Drake's Bookshelf

Strange Angel, The Otherworldly Life of Rocket Scientist John Whiteside Parsons, by George Pendle, 2005, hardback and paperback editions.



There are nexus points in history, crossroads where unlikely paths come together and then diverge again. At these junctions one can find exotic travelers, people who are not truly famous (or, more likely, who are famous for a time and then forgotten) but who make their marks on the map.

Jack Parsons was a quintessential example of this phenomenon in the middle of the 20th Century. One of the fathers of solid rocket fuel, his experiments with controlled explosions were vital in the development of jet aircraft that helped win World War II. He was a founding member of the core of scientists working at CalTech in the late 30s whose work took man to the moon 30 years later.

But Jack Parsons had another life too. He was at the center of a group of California magicians who practiced the sex magick taught by Aleister Crowley and he performed epic rituals of ceremonial summoning to bring otherworldly beings into this world. He was also at the fringes of the group of writers, filmmakers, and futurists who helped establish science fiction as a literary genre.  

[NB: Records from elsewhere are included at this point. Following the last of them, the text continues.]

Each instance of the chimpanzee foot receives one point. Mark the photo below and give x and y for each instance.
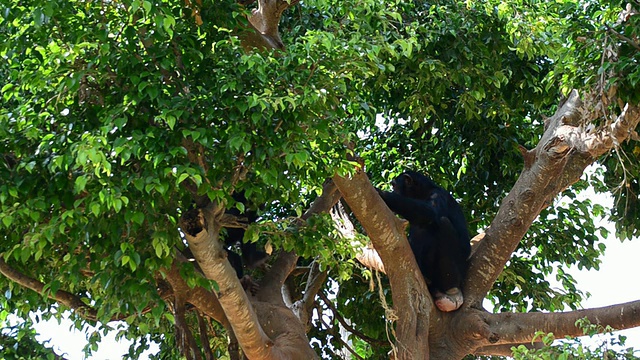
(450, 300)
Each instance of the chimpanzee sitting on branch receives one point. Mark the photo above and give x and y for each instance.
(438, 234)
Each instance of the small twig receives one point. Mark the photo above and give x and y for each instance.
(622, 37)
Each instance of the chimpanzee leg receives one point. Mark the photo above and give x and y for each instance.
(451, 268)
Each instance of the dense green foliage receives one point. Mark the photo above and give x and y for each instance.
(103, 103)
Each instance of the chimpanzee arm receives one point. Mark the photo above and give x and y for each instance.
(414, 210)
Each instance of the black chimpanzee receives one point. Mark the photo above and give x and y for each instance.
(251, 256)
(438, 234)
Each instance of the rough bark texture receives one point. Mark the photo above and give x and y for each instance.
(412, 305)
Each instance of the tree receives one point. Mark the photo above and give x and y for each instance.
(128, 126)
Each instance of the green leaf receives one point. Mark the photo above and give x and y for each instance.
(80, 183)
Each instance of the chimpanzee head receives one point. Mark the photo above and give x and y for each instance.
(414, 185)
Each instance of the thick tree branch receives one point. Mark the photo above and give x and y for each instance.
(282, 268)
(518, 328)
(201, 230)
(411, 299)
(65, 298)
(559, 159)
(265, 21)
(303, 308)
(366, 255)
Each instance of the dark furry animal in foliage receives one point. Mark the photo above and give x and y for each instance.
(438, 234)
(251, 256)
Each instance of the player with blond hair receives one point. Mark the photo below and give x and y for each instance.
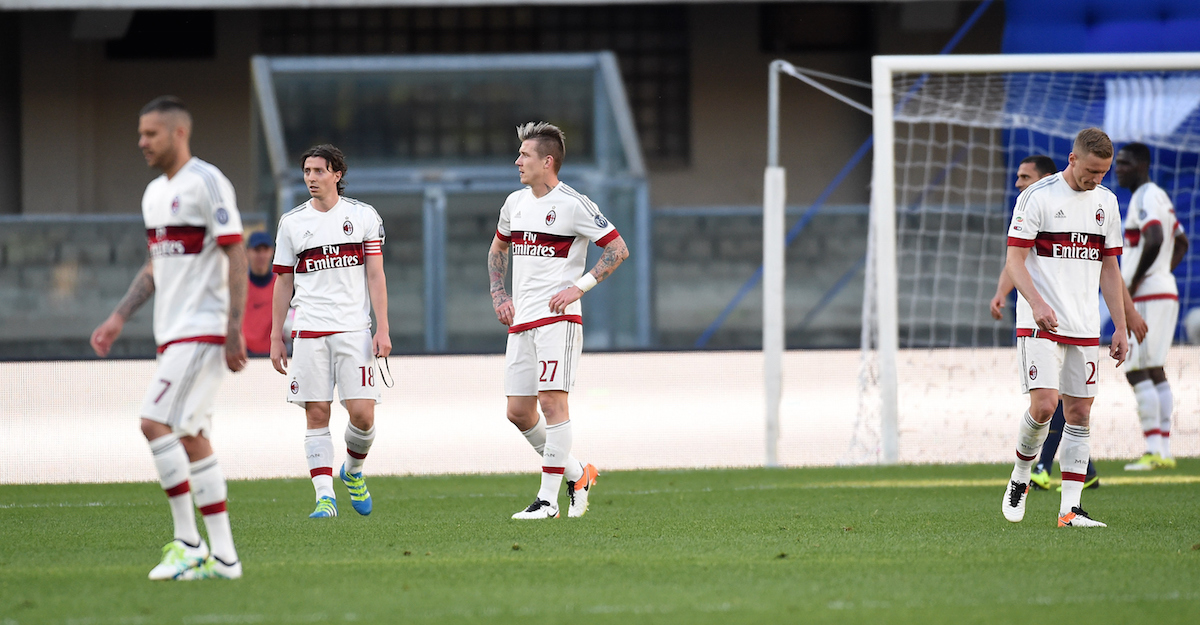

At the peak of his financial and occult success, he owned a mansion on Orange Street -- a neighborhood of decaying palaces -- where he rented or gave rooms to a whole colony of writers and occultists including L. Ron Hubbard, who seems to have repaid Parsons' hospitality by running off with his girlfriend and a sizable chunk of his spare change. 

Strange Angel is the Parsons' story. It’s the second book written about him, but far superior to Sex and Rockets, by John Carter, which was published in 2000. Pendle's writing is crisp and vivid and makes the diverse topics that filled Parsons' world interesting and understandable, no easy task with rocket science or the esoteric maze of Crowleyite occultism.

I think anyone who has ever been part of a group of science fiction fans will recognize Parsons -- a true seeker after knowledge who perhaps was not equipped with the best judgment skills. Pendle makes the case that Parsons was a modern alchemist, not seeing the distinction between the esoteric knowledge of explosive chemicals and the potential of trans-dimensional entities that hold the keys to hidden knowledge, a true believer that the world is more than it seems if only we push hard enough against the husk of reality.

 A delightful book in every respect about a most fascinating traveler on the roads of 20th Century culture.